By Anushka

What does it mean to be an advocate? I didn’t find the answer in any sort of textbook. Not the anatomy textbook that lay across the foot of my bed, filled with Post-Its and half-drawn diagrams. Nor the chemistry textbook that sat on top of it, covered in streaks of blue highlighter. Not even Principles of Biology, overflowing with illegible notes and loose worksheets, had the answer. Yet, in a few years, I will be promising to do just that: be the ultimate advocate for my patients.

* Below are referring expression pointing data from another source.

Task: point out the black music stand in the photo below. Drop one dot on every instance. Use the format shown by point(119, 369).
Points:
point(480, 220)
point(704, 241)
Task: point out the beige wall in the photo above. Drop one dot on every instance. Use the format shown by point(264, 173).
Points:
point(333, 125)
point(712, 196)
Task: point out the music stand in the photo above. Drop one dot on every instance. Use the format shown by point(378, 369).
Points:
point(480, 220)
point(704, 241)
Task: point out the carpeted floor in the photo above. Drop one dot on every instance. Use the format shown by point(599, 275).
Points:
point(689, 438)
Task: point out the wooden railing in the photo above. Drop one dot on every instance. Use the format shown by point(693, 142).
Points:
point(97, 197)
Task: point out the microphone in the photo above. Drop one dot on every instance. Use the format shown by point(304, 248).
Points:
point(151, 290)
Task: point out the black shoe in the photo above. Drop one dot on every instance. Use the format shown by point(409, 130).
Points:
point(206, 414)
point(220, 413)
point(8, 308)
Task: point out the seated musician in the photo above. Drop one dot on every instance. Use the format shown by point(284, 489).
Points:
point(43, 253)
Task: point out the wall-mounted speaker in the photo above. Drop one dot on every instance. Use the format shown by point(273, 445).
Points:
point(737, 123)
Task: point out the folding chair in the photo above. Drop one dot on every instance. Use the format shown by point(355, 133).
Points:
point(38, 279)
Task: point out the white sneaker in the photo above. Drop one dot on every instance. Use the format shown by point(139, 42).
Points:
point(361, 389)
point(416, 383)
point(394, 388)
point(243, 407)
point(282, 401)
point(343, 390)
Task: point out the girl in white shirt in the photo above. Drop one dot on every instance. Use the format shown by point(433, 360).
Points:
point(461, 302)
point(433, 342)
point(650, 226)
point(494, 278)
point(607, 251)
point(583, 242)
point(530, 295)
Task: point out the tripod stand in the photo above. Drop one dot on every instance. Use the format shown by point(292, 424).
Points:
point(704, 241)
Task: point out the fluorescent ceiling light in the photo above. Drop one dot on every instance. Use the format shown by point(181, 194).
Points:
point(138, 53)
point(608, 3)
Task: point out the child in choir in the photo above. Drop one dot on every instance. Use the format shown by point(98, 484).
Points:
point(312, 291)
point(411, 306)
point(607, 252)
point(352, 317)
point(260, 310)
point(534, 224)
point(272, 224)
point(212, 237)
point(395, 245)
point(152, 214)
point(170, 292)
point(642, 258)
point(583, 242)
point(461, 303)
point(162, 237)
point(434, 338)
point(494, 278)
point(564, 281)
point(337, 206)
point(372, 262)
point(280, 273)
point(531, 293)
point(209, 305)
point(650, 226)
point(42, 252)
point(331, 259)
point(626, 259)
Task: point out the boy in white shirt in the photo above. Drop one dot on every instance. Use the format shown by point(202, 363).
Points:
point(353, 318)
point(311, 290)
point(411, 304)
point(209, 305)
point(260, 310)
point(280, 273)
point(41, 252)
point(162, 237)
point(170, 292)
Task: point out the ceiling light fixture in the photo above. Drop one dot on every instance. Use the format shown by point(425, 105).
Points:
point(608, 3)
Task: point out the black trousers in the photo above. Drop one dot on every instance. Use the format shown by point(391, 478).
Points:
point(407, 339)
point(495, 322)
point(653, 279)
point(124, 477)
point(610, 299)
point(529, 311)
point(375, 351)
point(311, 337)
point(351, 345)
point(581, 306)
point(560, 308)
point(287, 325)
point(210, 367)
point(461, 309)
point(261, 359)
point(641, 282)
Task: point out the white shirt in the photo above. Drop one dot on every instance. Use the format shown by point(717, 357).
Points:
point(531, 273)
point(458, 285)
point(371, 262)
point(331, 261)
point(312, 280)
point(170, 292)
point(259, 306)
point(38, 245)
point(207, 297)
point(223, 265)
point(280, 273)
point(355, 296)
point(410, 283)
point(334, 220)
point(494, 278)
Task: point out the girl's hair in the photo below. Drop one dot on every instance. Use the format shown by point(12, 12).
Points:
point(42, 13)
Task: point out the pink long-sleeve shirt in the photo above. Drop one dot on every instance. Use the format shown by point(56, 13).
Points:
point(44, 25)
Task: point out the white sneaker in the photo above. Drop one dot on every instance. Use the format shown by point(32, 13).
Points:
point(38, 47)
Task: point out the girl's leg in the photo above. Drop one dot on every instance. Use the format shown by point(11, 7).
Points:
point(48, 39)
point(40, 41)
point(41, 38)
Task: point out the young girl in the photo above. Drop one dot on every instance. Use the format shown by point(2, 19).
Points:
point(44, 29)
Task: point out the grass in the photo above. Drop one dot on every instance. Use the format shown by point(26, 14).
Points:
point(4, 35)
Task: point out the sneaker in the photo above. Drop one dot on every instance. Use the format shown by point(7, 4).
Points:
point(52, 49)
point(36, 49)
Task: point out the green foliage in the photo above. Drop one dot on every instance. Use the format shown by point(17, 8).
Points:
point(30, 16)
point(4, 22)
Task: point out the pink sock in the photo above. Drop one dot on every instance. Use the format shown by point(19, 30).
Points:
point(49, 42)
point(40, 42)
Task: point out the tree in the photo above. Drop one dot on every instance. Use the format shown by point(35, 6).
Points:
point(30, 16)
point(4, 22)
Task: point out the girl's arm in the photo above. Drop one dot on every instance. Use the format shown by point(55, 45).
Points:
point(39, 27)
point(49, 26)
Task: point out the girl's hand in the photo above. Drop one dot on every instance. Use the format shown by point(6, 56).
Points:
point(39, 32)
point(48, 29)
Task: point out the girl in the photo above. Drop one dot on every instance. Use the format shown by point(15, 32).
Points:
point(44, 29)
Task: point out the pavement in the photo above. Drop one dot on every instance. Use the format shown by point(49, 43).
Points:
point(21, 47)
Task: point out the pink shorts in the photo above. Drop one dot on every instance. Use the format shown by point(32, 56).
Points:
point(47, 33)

My search for the answer began quite unintentionally. When I was initially recommended to serve on the Youth Council my junior year of high school, my perspective on civic engagement was one of apathy and a complete lack of interest. I couldn’t understand how my passion for the medical field had any correlation with serving as a representative for the students at my school and actively engaging within the political sphere. I knew I wanted to pursue a career as a physician, and I was perfectly content embracing the safety net of my introverted textbook world.

But that safety net was ripped wide open the day I walked through the sliding double doors of City Hall for my first Youth Council meeting. I assumed I would spend my hour flipping through flashcards and studying for next week’s unit test, while a bunch of teenagers complained about the lack of donuts in the student store. Instead, I listened to the stories of 18 students, all of whom were using their voices to reshape the distribution of power within their communities and break the structures that chained so many in a perpetual cycle of desperation and despair. While I spent most of my time poring over a textbook trying to memorize formulas and theorems, they were spending their time using those formulas and theorems to make a difference in their communities. Needless to say, that meeting sparked an inspirational flame within me.

The next Youth Council meeting, I asked questions. I gave feedback. I noticed what the students at my school were really struggling with. For the first time, I went to drug prevention assemblies and helped my friends run mental health workshops. The more involved I became in my city’s Youth Council, the more I understood how similar being an advocate for your community is to being an advocate for your patients. When I volunteered at the hospital every week, I started paying attention to more than whether or not my patients wanted ice chips in their water. I learned that Deborah was campaigning for equal opportunity housing in a deeply segregated neighborhood and George was a paramedic who injured his leg carrying an 8-year-old with an allergic reaction to the Emergency Room. I might not have been the doctor who diagnosed them but I was often the one person who saw them as human beings rather than patients.

Youth Council isn’t something most students with a passion in practicing medicine chose to participate in, and it certainly wasn’t something I thought would have such an immense impact on the way I view patient care. As a patient’s ultimate advocate, a physician must look beyond hospital gowns and IV tubes and see the world through the eyes of another. Rather than treat diseases, a physician must choose to treat a person instead, ensuring compassionate care is provided to all. While I know that throughout my academic career I will take countless classes that will teach me everything from stoichiometry to cellular respiration, I refuse to take the knowledge I learn and simply place it on a flashcard to memorize. I will use it to help those whom I must be an advocate for: my patients.

Admissions Committee Comments

Anushka’s essay goes beyond telling us about her ambition to be a physician by describing her journey to understanding advocacy in all its forms, such as her involvement in civic engagement through Youth Council. An important part of the undergraduate experience at Hopkins is participating in extracurriculars, research projects, internships, and other activities outside of the classroom. Anushka writes how she learned to be a better advocate by immersing herself in real-world experiences instead of just memorizing flashcards. Likewise, college is about more than acquiring academic knowledge—it’s also about being open to experiences that expand your worldview and discovering something new about yourself.